Posted By: Jenny Mensch Professional Development,

Join EveryChild CA at our biggest annual event, the Fall Technical Assistance. You’ll enjoy 3 days packed with insights, inspiration, professional growth, and support. We’re starting this year’s conference with a session on resilience. Keynote speaker, Dee Hankins, will encourage you to not only think of building resilience in the children and families you care for but also in yourself.

Meet Dee Hankins

Inspirational speaker, Dee Hankins, is on a mission to share one powerful message: Resilience is Everything! Resilience: The ability to bounce back is what enables students to come out of challenging experiences with a positive attitude about themselves and their futures. 

After spending 18 years in foster care and watching his daughter battle brain cancer, Dee knows that life is full of unexpected events but our resilience can turn those experiences into an incredible life lesson. 

Learn more about Dee Hankins

Resilience for ECE Professionals

A Conversation with Valerie Denero, EveryChild California’s Director of Public Policy & Education

It’s no secret that ECE professionals face challenges, setbacks, and an ever-evolving regulatory landscape. I chatted with Val to learn more about the resilience of early childhood educators and the importance of showing up every day on behalf of children and families in California. 

Jenny: Can you tell me a little bit about why resilience is so essential for our ECE professionals?

Val: I think that our field is probably the most resilient industry next to the medical field. Our early childhood educators have had to be resilient as a workforce, just as this continually undervalued, underappreciated, and unrecognized cornerstone of what keeps California working. To show up every day on behalf of children and children’s families is just absolutely remarkable. 

J: What inspired the selection of Dee Hankins as the keynote speaker for the Fall TA?

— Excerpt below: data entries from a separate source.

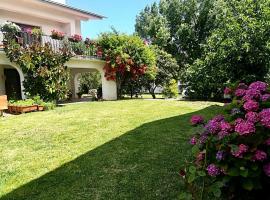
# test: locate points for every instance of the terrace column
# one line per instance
(109, 88)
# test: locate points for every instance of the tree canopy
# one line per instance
(215, 42)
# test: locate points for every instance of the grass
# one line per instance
(131, 149)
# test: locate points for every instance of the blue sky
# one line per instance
(120, 14)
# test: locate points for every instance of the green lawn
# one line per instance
(130, 149)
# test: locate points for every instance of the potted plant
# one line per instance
(79, 48)
(57, 35)
(79, 94)
(9, 27)
(75, 38)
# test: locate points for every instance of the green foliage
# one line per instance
(170, 89)
(180, 27)
(153, 26)
(232, 150)
(46, 74)
(215, 42)
(89, 81)
(166, 70)
(127, 58)
(237, 49)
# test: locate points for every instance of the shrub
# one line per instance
(45, 70)
(127, 58)
(231, 153)
(170, 89)
(58, 35)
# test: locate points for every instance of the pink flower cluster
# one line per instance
(57, 34)
(259, 155)
(76, 38)
(227, 91)
(213, 170)
(241, 150)
(243, 136)
(245, 127)
(265, 117)
(266, 169)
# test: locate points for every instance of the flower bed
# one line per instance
(231, 152)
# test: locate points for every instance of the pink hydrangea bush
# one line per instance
(232, 151)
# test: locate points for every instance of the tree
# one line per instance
(127, 58)
(166, 71)
(237, 50)
(180, 27)
(152, 26)
(88, 81)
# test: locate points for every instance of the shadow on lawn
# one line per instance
(142, 164)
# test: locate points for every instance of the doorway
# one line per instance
(12, 84)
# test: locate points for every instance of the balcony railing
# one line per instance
(79, 49)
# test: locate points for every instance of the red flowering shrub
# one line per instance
(232, 153)
(57, 35)
(127, 58)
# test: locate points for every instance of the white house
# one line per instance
(48, 15)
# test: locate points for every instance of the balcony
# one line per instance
(80, 50)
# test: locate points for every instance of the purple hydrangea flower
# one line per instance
(193, 141)
(266, 169)
(220, 155)
(240, 92)
(222, 134)
(225, 126)
(238, 121)
(265, 97)
(200, 157)
(242, 86)
(218, 118)
(245, 128)
(251, 105)
(265, 117)
(252, 94)
(241, 150)
(203, 138)
(261, 86)
(259, 155)
(196, 119)
(252, 117)
(235, 111)
(213, 126)
(213, 170)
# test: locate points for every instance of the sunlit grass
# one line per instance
(122, 149)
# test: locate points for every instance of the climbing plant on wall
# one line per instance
(44, 68)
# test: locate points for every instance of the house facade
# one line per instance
(48, 15)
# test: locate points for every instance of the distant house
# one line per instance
(48, 15)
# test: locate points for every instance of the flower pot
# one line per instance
(56, 37)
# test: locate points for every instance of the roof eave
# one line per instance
(85, 14)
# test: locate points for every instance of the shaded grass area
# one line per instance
(106, 150)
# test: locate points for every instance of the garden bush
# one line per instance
(232, 151)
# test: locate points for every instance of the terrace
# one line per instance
(81, 49)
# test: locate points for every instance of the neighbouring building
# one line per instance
(48, 15)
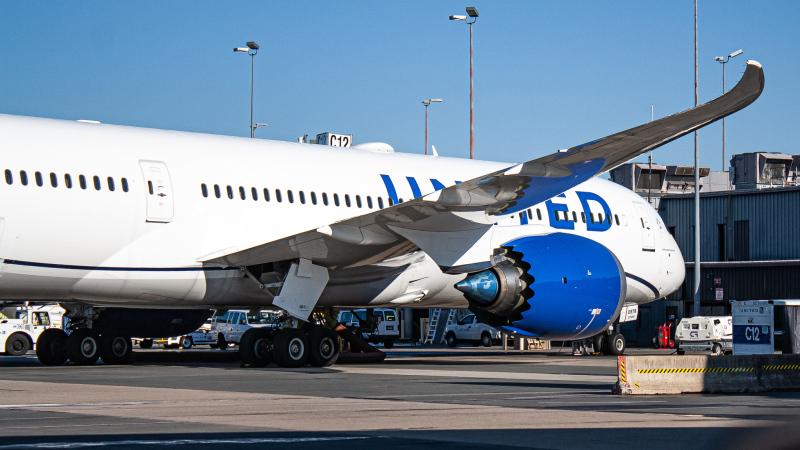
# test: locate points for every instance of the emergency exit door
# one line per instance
(158, 189)
(648, 235)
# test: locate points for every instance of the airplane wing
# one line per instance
(450, 222)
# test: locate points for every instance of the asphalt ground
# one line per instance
(417, 398)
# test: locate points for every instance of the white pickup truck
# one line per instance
(19, 335)
(705, 333)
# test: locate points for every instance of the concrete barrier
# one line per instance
(692, 374)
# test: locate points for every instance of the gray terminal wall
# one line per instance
(741, 225)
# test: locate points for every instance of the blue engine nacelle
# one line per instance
(556, 286)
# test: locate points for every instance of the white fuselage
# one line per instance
(145, 247)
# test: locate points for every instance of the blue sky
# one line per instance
(548, 75)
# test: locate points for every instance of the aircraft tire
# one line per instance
(83, 346)
(290, 348)
(116, 349)
(17, 344)
(323, 346)
(255, 347)
(616, 344)
(51, 347)
(599, 342)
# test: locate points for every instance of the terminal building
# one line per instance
(749, 223)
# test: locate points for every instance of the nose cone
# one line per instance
(482, 287)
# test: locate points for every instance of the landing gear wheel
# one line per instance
(51, 347)
(255, 347)
(222, 344)
(83, 346)
(323, 346)
(616, 344)
(290, 348)
(17, 345)
(115, 349)
(598, 343)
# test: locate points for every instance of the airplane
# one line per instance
(141, 232)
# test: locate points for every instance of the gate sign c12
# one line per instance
(753, 322)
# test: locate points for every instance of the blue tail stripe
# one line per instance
(390, 187)
(414, 187)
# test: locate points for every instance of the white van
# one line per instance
(387, 329)
(705, 333)
(230, 327)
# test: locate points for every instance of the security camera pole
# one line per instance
(251, 49)
(473, 14)
(428, 103)
(724, 61)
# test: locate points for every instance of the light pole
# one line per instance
(428, 103)
(472, 12)
(724, 61)
(251, 49)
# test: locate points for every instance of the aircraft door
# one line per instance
(648, 235)
(158, 188)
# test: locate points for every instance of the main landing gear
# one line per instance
(82, 347)
(289, 347)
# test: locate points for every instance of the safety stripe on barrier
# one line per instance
(699, 370)
(720, 369)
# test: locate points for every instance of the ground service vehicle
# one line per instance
(19, 335)
(470, 330)
(164, 229)
(705, 333)
(381, 326)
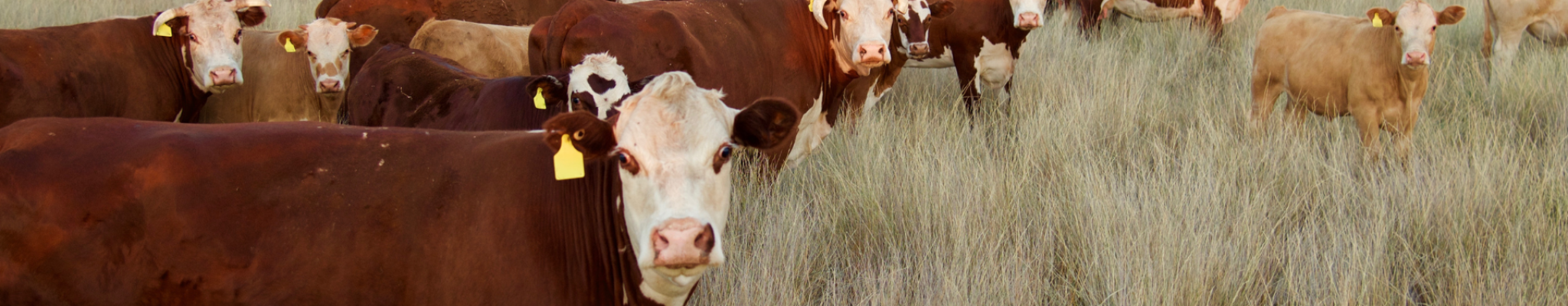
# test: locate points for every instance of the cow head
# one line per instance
(1416, 25)
(209, 32)
(861, 31)
(327, 43)
(915, 28)
(673, 143)
(599, 83)
(1027, 13)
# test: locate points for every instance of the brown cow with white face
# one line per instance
(1370, 68)
(158, 68)
(330, 43)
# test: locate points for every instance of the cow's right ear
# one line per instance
(766, 125)
(942, 8)
(593, 137)
(1382, 13)
(290, 38)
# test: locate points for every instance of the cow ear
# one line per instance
(1451, 15)
(251, 16)
(766, 125)
(942, 8)
(363, 35)
(550, 88)
(1382, 13)
(590, 135)
(296, 38)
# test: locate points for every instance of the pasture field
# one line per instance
(1122, 171)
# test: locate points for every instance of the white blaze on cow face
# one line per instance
(675, 146)
(212, 38)
(1027, 13)
(864, 27)
(598, 80)
(328, 44)
(1416, 25)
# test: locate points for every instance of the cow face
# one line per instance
(1027, 13)
(915, 28)
(327, 43)
(861, 31)
(673, 143)
(1416, 25)
(209, 32)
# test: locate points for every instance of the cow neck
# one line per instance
(172, 60)
(598, 236)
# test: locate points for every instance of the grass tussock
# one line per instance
(1122, 171)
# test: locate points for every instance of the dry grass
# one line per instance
(1122, 173)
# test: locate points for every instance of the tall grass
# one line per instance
(1122, 171)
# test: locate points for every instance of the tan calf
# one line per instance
(493, 50)
(1370, 68)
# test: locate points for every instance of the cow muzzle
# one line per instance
(224, 76)
(872, 54)
(1027, 21)
(682, 243)
(1415, 58)
(920, 49)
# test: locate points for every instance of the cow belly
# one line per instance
(995, 65)
(946, 60)
(812, 128)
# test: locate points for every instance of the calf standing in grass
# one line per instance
(1370, 68)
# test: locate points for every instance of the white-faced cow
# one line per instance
(103, 210)
(1370, 68)
(492, 50)
(294, 76)
(158, 68)
(799, 50)
(1508, 21)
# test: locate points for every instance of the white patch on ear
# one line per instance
(607, 68)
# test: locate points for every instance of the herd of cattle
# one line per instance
(528, 152)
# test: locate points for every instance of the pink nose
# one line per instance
(872, 54)
(223, 76)
(332, 86)
(682, 243)
(1416, 58)
(1027, 21)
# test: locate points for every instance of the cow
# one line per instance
(296, 76)
(1373, 68)
(1211, 13)
(413, 88)
(492, 50)
(157, 68)
(802, 50)
(1509, 21)
(106, 210)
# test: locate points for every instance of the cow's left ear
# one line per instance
(766, 125)
(363, 35)
(1451, 15)
(942, 8)
(251, 16)
(1382, 13)
(593, 137)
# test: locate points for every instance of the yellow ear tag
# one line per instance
(164, 31)
(568, 162)
(538, 99)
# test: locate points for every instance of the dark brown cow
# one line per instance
(413, 88)
(107, 210)
(800, 50)
(119, 68)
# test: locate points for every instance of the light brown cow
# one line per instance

V: To have someone like Dee Hankins come to our event and remind our community of their ability to constantly show up and be present for our children is just so important. Dee will remind them of their inner spirit and their ability to keep going in spite of everything that they’re going through personally, in spite of the fact that they are underpaid or might feel undervalued.

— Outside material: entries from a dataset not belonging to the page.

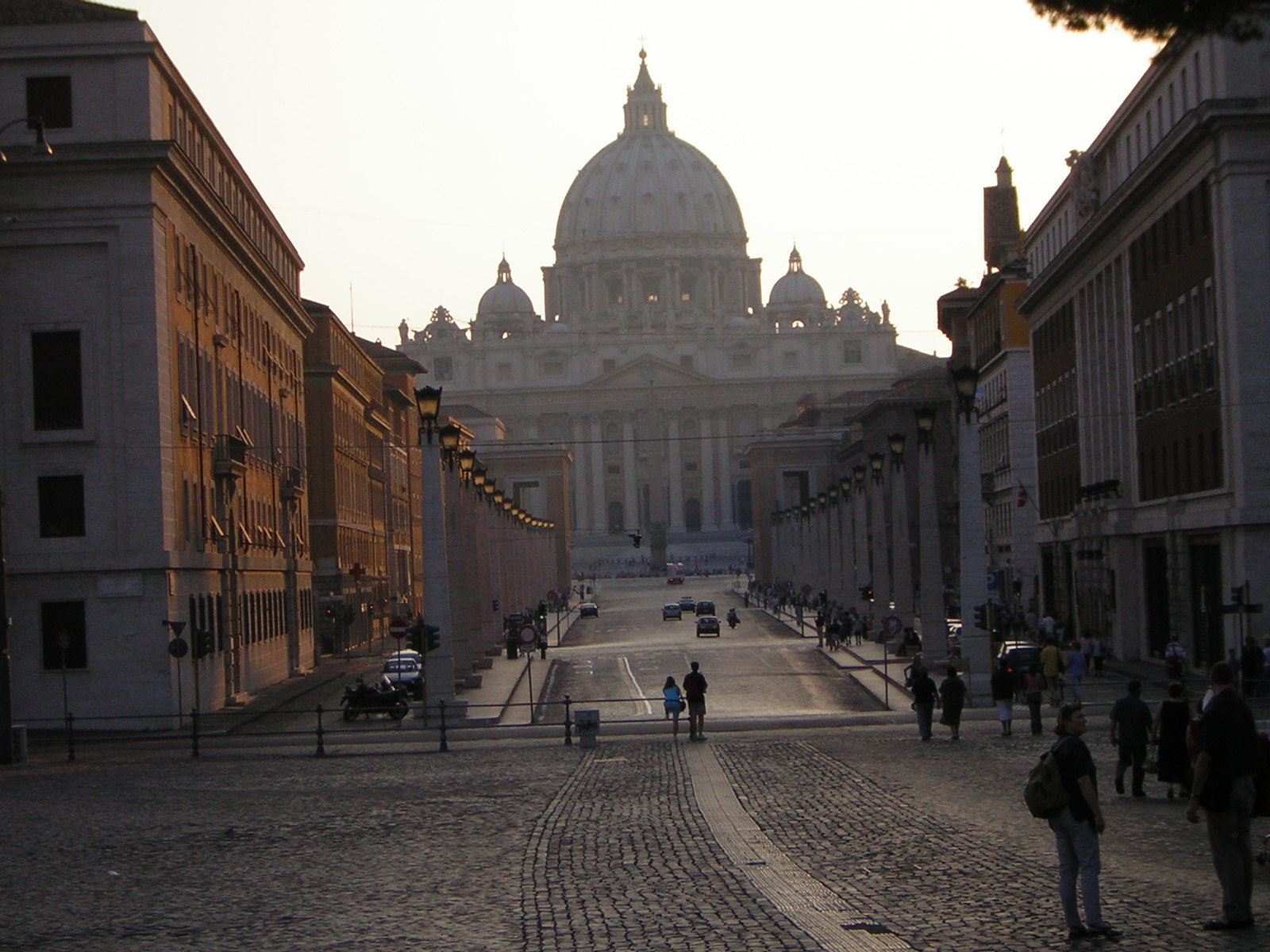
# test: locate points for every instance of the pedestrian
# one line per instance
(1076, 670)
(1077, 828)
(1033, 687)
(695, 692)
(673, 704)
(952, 700)
(1223, 786)
(1168, 733)
(1130, 731)
(1052, 666)
(925, 695)
(1003, 693)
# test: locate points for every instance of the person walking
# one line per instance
(1130, 731)
(1003, 693)
(673, 704)
(952, 700)
(1034, 687)
(1077, 828)
(1223, 786)
(1168, 733)
(924, 701)
(695, 692)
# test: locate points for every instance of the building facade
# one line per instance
(656, 361)
(1149, 305)
(152, 380)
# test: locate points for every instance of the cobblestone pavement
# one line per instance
(757, 841)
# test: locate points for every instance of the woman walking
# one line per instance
(673, 704)
(1077, 827)
(952, 700)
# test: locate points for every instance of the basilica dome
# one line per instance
(648, 183)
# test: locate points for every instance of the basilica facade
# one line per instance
(656, 361)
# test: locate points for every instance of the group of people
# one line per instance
(1222, 784)
(691, 697)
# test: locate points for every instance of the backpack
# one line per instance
(1045, 793)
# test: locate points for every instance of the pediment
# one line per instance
(647, 371)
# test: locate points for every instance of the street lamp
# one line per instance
(965, 384)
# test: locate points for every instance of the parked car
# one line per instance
(406, 673)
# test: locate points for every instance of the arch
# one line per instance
(692, 514)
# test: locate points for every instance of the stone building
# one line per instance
(152, 380)
(656, 359)
(1149, 310)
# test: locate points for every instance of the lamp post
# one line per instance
(976, 643)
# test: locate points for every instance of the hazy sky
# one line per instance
(406, 145)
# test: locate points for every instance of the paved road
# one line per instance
(854, 838)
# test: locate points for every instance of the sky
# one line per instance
(406, 145)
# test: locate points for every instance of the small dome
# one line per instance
(797, 287)
(505, 298)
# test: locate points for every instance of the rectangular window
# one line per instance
(50, 99)
(57, 389)
(61, 507)
(64, 640)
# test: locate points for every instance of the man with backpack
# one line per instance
(1225, 787)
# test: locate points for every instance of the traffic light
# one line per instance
(983, 617)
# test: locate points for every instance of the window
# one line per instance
(63, 638)
(61, 507)
(50, 99)
(57, 390)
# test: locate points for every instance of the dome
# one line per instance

Our community is doing great work on behalf of children and families, and they deserve to be reminded that they are important, that they are valued, and that what they do is critically important to California’s infrastructure and community. I think Dee will be a pretty rad addition, mainly because he emulates what our folks have to do every day.

J: When you were directing a center prior to joining the EveryChild CA team, what were some of the strategies you used to foster resilience in your team?

V: I was very much a goofball. I would hand out ridiculous scratch-and-sniff stickers and kindness bracelets when I caught them in the act of doing great things. I was famous for going into a classroom and giving my staff a stamp on their hand, a sticker, or a little affirmation bracelet I made out of construction paper. 

I also just remembered that my staff was human. It was about giving them the opportunity to share, letting them bring their personal self to their job, and valuing their own unique way of doing things. I also took the time to have one-on-ones, which was a lot with 480 staff. But I took the time to check in with them personally and professionally. We did everything from a strengths-based, positive approach. 

I think that those elements help your staff maintain their passion and their why. “Why do you choose to work with children?” And then let that why drive you on a daily basis when it gets hard.

J: How can attending the Fall TA support resilience in our community?

V: The Fall TA is your master toolkit for the year. It’s an over-arching glimpse of what you are charged with in terms of your program and compliance. You will also find that you are supported. You are not alone. You have a network of peers that do what you do so that when you get stuck, you have individuals to go to that you’ve met at the Fall TA. You come back from Fall TA with your cup very full.